Ribbit.

Ribbit.

Wednesday, May 25, 2016

Reflections at the End of the 9th Year Teaching


 I write a reflection every May so that I can commemorate the happenings of the school year and take my mental temperature. As I look back at the last several years of Teaching Reflections, it strikes me that I’m not very good at my job. I think a large part of any job is the ability to read people. I apparently suck at that. This has been confirmed by the fact that all the interviews I thought I knocked out of the ballpark resulted in form letters stating that I wasn’t the right fit, while all the interviews I RUINED resulted in keen interest and/or job offers. This means that while I do have a “gut instinct,” it is invariably wrong.


It occurred to me that maybe I could still harness my instincts to an effective purpose by just doing the opposite of whatever comes naturally! But that’s actually a lot harder than it sounds. For one thing, teachers make over 3,000 significant decisions every day. That’s a lot of instincts to monitor while you’re also trying to, you know, breathe and function like a normal human being. But for another thing, it’s hard to learn to trust your own instincts when you’re always telling yourself to do the opposite of what they say.

When my coworkers first met me, they were horrified by my inability to filter out the Things That Must Not Be Said. These included statements like, “Seneca, do black people get bitten by mosquitos? Someone told me they don’t” and “LaP, you really need to start wearing sunblock. You have new wrinkles all over your forehead.”

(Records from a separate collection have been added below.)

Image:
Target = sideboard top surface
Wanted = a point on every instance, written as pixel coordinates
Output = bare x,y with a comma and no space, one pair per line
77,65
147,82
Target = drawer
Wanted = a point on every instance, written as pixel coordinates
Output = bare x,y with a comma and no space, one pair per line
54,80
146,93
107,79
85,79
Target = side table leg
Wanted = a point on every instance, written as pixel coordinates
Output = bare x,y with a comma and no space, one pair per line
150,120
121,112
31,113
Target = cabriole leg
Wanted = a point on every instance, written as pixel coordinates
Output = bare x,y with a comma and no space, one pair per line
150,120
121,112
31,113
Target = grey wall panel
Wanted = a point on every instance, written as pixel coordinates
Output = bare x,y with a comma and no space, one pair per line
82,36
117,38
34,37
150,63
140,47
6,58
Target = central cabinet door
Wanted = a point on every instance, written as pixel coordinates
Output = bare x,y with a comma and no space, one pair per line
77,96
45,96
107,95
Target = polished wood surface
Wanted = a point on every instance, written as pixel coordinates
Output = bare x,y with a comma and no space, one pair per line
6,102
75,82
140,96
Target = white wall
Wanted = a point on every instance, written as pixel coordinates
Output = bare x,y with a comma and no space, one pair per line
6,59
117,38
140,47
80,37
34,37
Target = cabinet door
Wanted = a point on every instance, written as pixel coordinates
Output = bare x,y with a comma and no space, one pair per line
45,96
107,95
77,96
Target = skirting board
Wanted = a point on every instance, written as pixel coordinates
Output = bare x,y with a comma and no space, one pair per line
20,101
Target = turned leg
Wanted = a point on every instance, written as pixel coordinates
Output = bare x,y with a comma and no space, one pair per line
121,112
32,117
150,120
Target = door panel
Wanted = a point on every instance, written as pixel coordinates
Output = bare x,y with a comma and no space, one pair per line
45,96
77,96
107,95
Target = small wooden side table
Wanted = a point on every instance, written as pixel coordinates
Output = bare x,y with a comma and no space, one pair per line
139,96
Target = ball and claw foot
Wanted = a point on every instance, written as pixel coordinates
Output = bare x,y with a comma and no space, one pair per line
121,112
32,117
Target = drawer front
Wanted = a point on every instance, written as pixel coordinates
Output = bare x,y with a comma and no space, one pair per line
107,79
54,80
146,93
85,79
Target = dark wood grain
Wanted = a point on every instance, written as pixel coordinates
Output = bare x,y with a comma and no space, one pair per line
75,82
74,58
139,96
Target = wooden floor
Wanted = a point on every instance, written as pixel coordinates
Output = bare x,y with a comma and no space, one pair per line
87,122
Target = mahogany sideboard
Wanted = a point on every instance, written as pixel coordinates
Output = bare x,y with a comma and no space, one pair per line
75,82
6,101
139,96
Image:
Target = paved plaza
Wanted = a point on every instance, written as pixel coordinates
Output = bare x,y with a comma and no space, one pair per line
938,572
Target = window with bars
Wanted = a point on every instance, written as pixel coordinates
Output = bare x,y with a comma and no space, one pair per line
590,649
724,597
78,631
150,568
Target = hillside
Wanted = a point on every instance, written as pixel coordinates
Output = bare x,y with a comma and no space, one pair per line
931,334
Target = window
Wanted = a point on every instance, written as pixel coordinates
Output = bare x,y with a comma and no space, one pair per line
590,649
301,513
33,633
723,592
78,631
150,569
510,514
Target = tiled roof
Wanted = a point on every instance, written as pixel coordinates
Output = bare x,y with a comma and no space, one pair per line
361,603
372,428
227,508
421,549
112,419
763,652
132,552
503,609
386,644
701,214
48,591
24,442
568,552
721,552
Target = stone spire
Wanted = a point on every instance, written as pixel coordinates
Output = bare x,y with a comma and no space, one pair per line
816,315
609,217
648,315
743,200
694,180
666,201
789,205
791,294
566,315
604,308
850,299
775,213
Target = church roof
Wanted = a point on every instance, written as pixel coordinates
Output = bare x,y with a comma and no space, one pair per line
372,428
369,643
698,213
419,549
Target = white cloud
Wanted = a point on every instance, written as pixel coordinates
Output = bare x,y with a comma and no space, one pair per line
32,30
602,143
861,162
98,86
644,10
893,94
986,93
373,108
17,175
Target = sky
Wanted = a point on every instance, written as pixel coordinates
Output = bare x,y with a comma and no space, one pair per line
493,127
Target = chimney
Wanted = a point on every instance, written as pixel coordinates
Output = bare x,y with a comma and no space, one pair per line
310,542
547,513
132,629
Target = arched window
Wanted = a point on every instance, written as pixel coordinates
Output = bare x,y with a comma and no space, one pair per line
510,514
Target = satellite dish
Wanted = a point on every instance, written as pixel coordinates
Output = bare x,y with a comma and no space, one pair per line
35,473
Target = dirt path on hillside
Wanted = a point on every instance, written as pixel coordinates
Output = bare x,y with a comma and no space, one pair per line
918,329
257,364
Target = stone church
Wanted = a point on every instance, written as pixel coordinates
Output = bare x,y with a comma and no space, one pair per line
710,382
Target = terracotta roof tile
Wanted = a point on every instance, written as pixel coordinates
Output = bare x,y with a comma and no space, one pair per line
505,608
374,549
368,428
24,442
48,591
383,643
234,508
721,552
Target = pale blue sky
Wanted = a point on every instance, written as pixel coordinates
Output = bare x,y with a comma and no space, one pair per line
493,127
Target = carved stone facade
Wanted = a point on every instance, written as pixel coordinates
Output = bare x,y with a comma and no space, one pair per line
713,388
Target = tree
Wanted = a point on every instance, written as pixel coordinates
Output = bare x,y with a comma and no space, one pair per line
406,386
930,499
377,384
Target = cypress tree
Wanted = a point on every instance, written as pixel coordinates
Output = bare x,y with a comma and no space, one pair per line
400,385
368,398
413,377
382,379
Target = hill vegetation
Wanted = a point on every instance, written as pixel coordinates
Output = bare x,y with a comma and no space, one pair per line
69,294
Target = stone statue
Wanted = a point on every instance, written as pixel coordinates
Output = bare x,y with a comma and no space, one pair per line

I know it seems like any grown woman should know instinctively to just NOT SAY ALL THE THINGS, but, for a variety of reasons, I do not.  And this highlights for you the chasm between that which is expected and that which I do.

You can’t afford to be like that in Education. Everyone’s child is a precious snowflake and there are too many other battles to fight to also be fighting internal ones because you’re afraid of always saying and doing the wrong thing. Here, I will recount my track record:

Year One: I call a kid “One-Eye” because he makes a big deal out of only having one eye! So. Inappropriate.

Year Two: Every day, I receive a call from the president of the school board, who wants to know why her gifted son has a C (because he’s lazy AF). After many days, I ask point-blank if she wants me to make the C an A. Oops. I didn’t realize you never ask those questions out loud.

Year Three: I co-teach in 6th, 7th and 8th grades. The 7th grade teacher asks me to leave after only a few weeks. I last in 8th grade til the very end of the year, when the teacher insists that I never step foot inside his classroom again. I still don’t know what happened, though I’ve tried to apologize several times over the years.

Year Four: In a small group discussion, I ask a trainer, “What do you do when a kid calls you a f***ing bitch?” I later overhear the trainer explain to the union president that I have no business being a teacher.


Year Five: I get so annoyed with a student leaving her crap in my room every day that I throw it all in the recycling bin. She tells her mom. I have to spend half an hour inside the recycling bin digging through Kleenex and banana peels looking for a history workbook so I don’t get written up.

Year Six: Thinking I’m doing a lot of good in the world, I watch Freedom Writers and then urge my students to write their stories. After 5 of them admit to being molested and/or raped, I am written up because the whole district could be sued.

Year Seven: I tell my favorite student he looks like a monkey when he covers his whole face with his hands (he has extremely long arms and big hands). Horrified, the other teachers tell me to never refer to my students as monkeys unless I want to be written up as a racist bigot. I wonder how I could have been so stupid.

Year Eight: The counselor, school nurse, and assistant principal are requested to talk to a student about her overpowering body odor but none of them seem concerned. After having a visceral reaction, I panic. (I got sensory migraines and had a windowless room). I email the nurse saying, “This kid REEKS! Please tell me you can smell this and do something!” The principal prints off my email and writes me up. It is inappropriate to use such derogatory language.


Year Nine: I announce my disgust with a superintendent who refuses to let me miss one (useless) professional development day to fly back FROM PROFESSIONAL DEVELOPMENT in another city. It turns out I announced my disgust to her protégé.

As you can see, I have a terrible track record in education. I might have some transferable skills, but unfortunately, my complete lack of awareness and propriety would follow me wherever I went. If the truth be told, I stay where I am because it’s a place that’s so f****d up already, I’m just one more plot point. No one has time to worry much about me when they’re busy with auto theft and gang rape and bomb threats.


Anywhere else, I’m afraid I’d be fired. And I guess that’s my takeaway from this year. Yes, I’m unhappy. But it’s an unhappy bed that I’ve made for myself and now I have to lie in it.